И в минуты ночного одиночества я сознаю, милая моя, драгоценная моя, что там, за пределами, ни на одной из бесчисленных планет наша молодость, наша земная с тобой жизнь не повторятся. Кто-то из моих коллег в необязательном разговоре сказал, что любовь стариков похожа на сказку, начатую с конца. И почему-то навязчиво вспоминая в бессонные ночи эту роковую фразу, я чувствую, как мне становится трудно дышать, и непереносимая тоска перехватывает слезами горло.
Нежность моя, ненаглядная моя, несчастье мое, я хочу только одного: навеки остаться здесь, вместе с тобой на нашей общей земле.
РУКИ
Я проснулся, сжимая и разжимая затекшие во сне пальцы, посмотрел на свою руку и вдруг поразился: какой удивительный совершенный механизм! И вспомнил расхожую фразу, от века употребляемую людьми со спокойным безразличием: “Все сделано человеческими руками”. В этом обобщении — непреложная истина. Тем не менее, есть к вечной мудрости и бесспорное добавление: “И все ими разрушается”.
Да, вся наша жизнь и наша смерть связаны с человеческими руками.
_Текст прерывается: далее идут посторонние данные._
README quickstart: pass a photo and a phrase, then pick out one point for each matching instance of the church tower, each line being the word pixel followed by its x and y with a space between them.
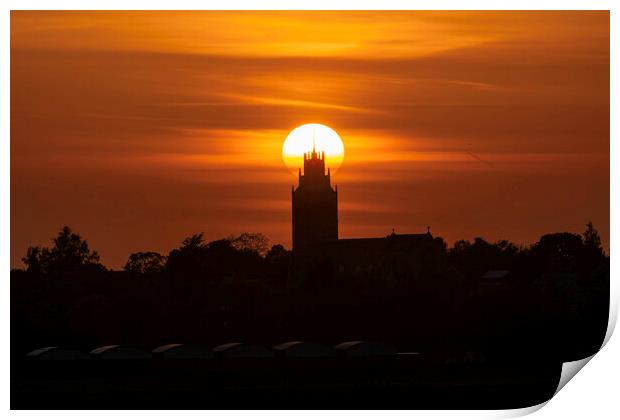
pixel 315 205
Все от рождения человека и до предела жизни соединено с движением, жестами и “выражением рук”: страх, удивление, восторг, отчаяние, согласие, отрицание, угроза, “указующий перст”, приветственные и прощальные знаки, крестное знамение, объятие, работа художника кистью, писателя пером, строителя разнообразным материалом.
Но как все-таки отвратительна власть рук, изготовленных к жестокости, насилию, убийству, власть, заряженная сознательной или слепой ненавистью, мщением, сладострастием злобы, войной.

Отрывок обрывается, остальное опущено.